An alias database containing nucleotide sequences from PDB structures. Its function requires the nt database.

NCBI

Pfam.*

Protein domain database (for RPS-BLAST etc) using the Pfam-A seed alignment database, see http://pfam.sanger.ac.uk/

NCBI

Prk.*

Protein domain database (for RPS-BLAST etc) using sequences classified as stable clusters in the Protein Clusters database

NCBI

Smart.*

Protein domain database (for RPS-BLAST etc) using the Smart domain alignment database, see http://smart.embl-heidelberg.de/

NCBI

swissprot.*

An alias database file marking a subset of nr database with entries from the swiss-prot sequence database (last major update).
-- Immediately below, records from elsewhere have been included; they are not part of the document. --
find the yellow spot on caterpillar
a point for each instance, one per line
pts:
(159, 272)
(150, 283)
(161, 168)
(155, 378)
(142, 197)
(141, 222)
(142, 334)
Its function requires the nr database.

NCBI

Tigr.*

Protein domain database (for RPS-BLAST etc) using models from the TIGRFAM database of protein families, see http://www.jcvi.org/cms/research/projects/tigrfams/overview/

NCBI

taxdb.*

A non-sequence database file containing taxonomic information for sequences in the pre-formatted databases providing common and scientific names for each entry.

Pfam

Copies of several popular Pfam databases are available at: /mnt/shared/datasets/databases/pfam-31 and /pfam-35 (mirrored from http://ftp.ebi.ac.uk/pub/databases/Pfam/releases).

Uniprot

A full copy of Uniprot is available at: /mnt/shared/datasets/databases/uniprot (mirrored from ftp://ftp.ebi.ac.uk/pub/databases/uniprot/current_release/).